Il Papa invita a pregare per rifugiati
© Amedeo Lomonaco, Radio Vaticana ●
Nell’intenzione di preghiera per il mese di agosto, Benedetto XVI invita tutti i fedeli a invocare il Signore “perché sia più avvertito dalla pubblica opinione il problema di milioni di sfollati e rifugiati e si trovino soluzioni concrete alla loro situazione spesso tragica”. Su questa intenzione di preghiera si sofferma, al microfono di Amedeo Lomonaco, padre Giovanni La Manna, presidente del Centro Astalli, Servizio dei gesuiti per i rifugiati:
R. – Siamo contenti che il Santo Padre ci sostenga, invitandoci a pregare per i 42 milioni di rifugiati che ci sono nel mondo. Questo dovrebbe risvegliare le coscienze di quanti hanno la responsabilità ed il potere di cambiare le sorti di questo mondo. Sorti che ci preoccupano fortemente come credenti, perché i diritti delle persone vengono calpestati anche se si parla sempre di un’attenzione verso di loro. In Italia, in questo momento, con il nuovo decreto sicurezza, siamo profondamente preoccupati per le sorti dei rifugiati. Viene riconosciuto loro il diritto all’asilo politico in quanto firmatari della Convenzione di Ginevra, però di fatto glielo neghiamo perché impediamo loro di arrivare e quindi di fare richiesta.

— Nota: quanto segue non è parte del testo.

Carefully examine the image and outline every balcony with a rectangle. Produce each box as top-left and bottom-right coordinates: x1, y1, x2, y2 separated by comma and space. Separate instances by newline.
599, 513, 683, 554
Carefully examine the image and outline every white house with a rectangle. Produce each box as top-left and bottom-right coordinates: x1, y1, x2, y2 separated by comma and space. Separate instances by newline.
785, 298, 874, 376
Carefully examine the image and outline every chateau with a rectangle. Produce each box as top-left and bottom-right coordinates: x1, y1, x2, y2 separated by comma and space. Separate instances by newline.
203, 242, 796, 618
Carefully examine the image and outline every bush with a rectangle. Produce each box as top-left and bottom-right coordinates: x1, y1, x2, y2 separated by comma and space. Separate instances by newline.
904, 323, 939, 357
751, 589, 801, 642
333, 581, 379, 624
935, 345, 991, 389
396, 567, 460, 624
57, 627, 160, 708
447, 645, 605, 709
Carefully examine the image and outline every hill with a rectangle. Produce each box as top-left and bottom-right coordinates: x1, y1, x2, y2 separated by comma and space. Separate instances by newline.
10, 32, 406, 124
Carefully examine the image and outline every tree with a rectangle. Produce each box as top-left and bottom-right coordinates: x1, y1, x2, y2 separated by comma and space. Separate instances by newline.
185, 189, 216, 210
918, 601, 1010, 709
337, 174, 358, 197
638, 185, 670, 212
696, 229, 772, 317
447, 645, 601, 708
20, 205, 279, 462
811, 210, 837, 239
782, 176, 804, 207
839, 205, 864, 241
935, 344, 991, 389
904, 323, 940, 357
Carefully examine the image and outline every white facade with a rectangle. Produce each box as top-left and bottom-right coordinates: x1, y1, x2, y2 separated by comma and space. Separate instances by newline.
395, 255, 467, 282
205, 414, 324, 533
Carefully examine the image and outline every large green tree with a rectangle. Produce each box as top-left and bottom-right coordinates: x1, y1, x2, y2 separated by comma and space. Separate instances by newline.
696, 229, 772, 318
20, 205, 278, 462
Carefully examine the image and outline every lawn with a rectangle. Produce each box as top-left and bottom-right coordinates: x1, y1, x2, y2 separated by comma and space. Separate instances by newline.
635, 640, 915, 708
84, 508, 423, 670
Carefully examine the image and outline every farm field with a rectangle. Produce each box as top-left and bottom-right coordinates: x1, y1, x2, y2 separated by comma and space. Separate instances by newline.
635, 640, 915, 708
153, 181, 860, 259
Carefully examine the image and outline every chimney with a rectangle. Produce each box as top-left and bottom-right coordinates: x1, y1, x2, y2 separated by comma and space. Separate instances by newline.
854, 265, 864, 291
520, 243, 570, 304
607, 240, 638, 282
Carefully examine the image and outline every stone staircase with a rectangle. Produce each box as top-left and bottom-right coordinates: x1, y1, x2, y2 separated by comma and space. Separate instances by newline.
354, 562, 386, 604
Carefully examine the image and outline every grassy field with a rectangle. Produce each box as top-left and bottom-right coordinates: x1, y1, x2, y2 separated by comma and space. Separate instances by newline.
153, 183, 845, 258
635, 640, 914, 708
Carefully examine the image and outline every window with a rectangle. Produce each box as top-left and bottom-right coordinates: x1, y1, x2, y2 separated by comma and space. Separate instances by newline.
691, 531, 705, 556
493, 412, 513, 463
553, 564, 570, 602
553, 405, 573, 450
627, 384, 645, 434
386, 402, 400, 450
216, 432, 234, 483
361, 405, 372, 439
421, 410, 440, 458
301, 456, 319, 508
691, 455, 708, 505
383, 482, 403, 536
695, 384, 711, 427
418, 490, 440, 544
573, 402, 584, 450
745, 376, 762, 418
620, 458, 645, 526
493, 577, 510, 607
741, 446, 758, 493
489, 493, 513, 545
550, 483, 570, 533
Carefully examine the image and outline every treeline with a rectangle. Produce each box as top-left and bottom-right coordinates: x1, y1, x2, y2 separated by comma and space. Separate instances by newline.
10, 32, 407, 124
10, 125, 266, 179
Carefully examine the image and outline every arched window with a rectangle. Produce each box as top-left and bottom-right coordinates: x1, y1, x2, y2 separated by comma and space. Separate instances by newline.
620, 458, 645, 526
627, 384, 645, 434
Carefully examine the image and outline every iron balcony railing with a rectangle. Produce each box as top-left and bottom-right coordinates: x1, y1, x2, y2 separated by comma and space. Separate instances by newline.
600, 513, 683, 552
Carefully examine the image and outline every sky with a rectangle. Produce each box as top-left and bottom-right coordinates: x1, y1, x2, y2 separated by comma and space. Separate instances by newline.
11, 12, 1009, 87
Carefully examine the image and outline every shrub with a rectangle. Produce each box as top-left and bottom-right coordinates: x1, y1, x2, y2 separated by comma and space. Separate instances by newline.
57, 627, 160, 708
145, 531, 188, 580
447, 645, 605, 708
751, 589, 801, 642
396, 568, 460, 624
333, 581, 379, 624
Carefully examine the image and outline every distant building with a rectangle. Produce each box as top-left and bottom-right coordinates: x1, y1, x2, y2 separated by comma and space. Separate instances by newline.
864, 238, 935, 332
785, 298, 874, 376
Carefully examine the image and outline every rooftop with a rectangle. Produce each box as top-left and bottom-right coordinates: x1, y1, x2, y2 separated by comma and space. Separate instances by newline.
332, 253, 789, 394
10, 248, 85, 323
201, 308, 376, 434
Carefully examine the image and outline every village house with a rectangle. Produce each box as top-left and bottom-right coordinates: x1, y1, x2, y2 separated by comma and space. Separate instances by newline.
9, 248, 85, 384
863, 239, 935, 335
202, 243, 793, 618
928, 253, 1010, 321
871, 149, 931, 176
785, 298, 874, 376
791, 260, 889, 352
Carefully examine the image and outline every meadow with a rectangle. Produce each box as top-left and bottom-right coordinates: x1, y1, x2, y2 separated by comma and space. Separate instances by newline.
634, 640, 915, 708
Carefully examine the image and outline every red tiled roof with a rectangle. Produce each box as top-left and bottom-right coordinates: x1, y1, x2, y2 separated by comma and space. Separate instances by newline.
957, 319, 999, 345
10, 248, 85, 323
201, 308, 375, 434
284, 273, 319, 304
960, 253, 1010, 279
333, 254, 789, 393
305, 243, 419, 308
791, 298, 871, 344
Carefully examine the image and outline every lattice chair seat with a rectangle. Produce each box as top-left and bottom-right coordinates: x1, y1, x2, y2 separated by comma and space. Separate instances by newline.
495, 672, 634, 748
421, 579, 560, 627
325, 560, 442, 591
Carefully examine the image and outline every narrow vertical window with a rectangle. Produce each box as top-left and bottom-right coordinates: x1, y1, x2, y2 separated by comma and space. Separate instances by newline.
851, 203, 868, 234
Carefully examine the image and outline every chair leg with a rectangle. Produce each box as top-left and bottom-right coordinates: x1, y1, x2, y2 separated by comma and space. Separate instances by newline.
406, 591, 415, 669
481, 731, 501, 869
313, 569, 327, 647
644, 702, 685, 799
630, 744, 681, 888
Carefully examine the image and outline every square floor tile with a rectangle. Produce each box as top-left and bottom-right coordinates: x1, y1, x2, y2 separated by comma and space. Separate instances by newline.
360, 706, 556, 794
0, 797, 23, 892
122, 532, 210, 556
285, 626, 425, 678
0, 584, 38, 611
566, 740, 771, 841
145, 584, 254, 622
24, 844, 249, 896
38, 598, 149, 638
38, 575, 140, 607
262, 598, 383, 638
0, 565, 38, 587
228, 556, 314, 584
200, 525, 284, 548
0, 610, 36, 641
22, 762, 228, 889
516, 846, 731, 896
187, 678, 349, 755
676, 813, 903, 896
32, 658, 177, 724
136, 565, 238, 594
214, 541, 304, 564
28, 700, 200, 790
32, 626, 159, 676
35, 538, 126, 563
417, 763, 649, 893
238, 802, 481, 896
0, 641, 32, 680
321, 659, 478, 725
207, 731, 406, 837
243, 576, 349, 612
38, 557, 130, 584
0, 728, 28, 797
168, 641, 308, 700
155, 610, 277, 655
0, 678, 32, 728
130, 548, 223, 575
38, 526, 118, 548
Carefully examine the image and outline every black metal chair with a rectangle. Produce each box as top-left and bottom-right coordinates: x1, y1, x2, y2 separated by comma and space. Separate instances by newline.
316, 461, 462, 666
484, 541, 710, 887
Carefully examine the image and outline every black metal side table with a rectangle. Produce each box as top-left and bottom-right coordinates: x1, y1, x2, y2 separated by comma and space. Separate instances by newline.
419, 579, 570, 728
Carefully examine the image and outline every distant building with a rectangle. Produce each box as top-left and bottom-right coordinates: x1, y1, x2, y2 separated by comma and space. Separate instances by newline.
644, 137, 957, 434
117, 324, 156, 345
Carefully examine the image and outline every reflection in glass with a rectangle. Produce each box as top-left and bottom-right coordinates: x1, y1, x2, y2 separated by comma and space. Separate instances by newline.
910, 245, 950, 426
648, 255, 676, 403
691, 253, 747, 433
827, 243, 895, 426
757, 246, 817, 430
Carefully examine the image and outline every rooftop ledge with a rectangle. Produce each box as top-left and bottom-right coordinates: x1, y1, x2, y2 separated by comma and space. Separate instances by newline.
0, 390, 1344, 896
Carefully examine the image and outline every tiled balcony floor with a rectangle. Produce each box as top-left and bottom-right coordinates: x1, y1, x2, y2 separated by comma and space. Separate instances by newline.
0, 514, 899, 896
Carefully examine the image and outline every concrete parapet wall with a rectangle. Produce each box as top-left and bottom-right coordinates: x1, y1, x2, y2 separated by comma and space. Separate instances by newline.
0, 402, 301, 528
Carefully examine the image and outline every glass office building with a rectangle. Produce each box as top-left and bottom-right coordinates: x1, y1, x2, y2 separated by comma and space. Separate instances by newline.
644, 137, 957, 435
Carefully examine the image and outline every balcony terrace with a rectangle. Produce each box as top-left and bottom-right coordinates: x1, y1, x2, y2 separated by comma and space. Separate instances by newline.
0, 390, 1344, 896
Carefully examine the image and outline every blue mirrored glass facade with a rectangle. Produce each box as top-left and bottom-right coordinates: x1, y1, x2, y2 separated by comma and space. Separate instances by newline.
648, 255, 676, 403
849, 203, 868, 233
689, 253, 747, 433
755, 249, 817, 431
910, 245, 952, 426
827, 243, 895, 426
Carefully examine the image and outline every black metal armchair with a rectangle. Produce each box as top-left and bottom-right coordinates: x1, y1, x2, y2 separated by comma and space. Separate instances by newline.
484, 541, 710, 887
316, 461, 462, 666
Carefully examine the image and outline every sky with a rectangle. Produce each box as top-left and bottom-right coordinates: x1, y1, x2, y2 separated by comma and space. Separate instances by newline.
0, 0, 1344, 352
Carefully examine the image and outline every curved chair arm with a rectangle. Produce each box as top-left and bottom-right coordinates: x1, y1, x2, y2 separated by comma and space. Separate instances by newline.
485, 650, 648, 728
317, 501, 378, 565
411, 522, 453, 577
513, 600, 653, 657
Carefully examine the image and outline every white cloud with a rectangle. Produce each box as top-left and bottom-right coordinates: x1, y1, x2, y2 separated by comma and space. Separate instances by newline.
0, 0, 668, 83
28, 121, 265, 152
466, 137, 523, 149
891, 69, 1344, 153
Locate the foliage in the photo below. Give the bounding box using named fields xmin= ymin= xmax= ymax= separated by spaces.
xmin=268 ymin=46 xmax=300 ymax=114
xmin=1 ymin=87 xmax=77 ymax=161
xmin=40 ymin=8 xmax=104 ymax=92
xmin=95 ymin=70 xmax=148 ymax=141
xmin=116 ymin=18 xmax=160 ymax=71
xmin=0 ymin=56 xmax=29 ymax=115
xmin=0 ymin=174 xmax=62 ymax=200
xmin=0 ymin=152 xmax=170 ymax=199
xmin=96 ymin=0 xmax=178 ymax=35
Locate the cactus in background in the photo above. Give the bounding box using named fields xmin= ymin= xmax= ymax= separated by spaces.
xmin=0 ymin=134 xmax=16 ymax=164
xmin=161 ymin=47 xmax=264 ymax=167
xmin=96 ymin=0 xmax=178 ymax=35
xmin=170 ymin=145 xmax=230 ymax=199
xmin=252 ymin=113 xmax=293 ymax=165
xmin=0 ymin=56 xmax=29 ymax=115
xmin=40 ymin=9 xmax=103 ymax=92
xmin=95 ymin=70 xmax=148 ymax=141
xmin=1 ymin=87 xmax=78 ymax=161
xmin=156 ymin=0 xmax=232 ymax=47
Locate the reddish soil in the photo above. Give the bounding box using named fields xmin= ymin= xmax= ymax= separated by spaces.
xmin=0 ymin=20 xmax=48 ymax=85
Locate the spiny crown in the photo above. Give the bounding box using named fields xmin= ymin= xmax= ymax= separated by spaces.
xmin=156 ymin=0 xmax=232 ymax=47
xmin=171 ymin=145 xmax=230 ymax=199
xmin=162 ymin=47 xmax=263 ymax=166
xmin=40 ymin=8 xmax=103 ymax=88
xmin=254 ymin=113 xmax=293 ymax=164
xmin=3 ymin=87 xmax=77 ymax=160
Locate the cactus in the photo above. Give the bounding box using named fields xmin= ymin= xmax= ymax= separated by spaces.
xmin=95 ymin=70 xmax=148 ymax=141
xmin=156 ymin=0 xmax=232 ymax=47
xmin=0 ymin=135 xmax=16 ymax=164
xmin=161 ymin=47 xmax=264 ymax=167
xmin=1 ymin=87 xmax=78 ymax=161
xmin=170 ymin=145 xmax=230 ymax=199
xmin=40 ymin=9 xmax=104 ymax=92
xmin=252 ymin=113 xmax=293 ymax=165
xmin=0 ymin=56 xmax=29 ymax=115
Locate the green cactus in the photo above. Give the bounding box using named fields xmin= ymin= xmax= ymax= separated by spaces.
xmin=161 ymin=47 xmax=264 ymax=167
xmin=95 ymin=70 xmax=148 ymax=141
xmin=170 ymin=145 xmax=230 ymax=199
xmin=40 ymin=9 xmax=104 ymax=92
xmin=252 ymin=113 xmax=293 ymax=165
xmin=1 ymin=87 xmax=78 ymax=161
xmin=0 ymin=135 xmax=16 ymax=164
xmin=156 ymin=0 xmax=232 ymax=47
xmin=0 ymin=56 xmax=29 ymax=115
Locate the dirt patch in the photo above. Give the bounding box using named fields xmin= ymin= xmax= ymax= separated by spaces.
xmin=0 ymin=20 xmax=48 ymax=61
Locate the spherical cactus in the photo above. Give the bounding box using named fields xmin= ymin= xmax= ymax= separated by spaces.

Milioni di persone vittime di persecuzioni
D. – Milioni di persone, ogni anno, sono costrette a lasciare le loro case e a cercare protezione in un altro Paese: sono vittime di persecuzioni, violenze e guerre di cui sappiamo anche molto poco. Dalle loro storie quale insegnamento possiamo ricavare?
R. – Il primo insegnamento è quello di un forte credo nella speranza e nella vita. Non possiamo considerarci non responsabili di quanto sta accadendo nel nostro mondo. Anche con le nostre scelte quotidiane possiamo avallare questo modo di fare o possiamo dire ‘no’. Possiamo volere che questo mondo cambi, in modo da consentire a tutti di vivere in pace e di professare la propria fede nella propria terra, nella propria cultura e con la famiglia, mantenendo il proprio lavoro.
Coscienza solidale
D. – Il Papa prega perché il dramma di sfollati e rifugiati sia avvertito dall’opinione pubblica. E’ realmente possibile diffondere una coscienza solidale globale?
R. – E’ possibile. Tutto il nostro impegno è indirizzato verso questo. Ci sembra che molti abbiano messo al primo posto, nella loro vita, altre priorità rispetto a ciò che è veramente importante: la vita stessa, nel rispetto della dignità dei nostri fratelli che soffrono.
Accoglienza
D. – Proteggere sfollati e rifugiati è quindi una sfida mondiale che spesso non trova soluzioni adeguate. Quali risposte possono dare gli Stati e i singoli cittadini?
R. – L’accoglienza: riconoscere l’altro nella propria dignità di persona, riconoscerlo come fratello. Da questo sforzo inizia la possibilità di entrare in relazione con chi è in difficoltà. Comincia la possibilità di comprendere che in questo nostro mondo ci sono delle guerre, anche se ci sembrano lontane. Questo non può lasciarci indifferenti. Ci rattrista poi il fatto che l’Unione Europea diventi sempre più una fortezza concentrata sul contrastare il fenomeno degli arrivi piuttosto che preoccuparsi delle persone, accogliendole e capendo cosa non sta funzionando. Si devono aiutare rispettando la vita delle persone che sono costrette a venire in Italia e in Europa.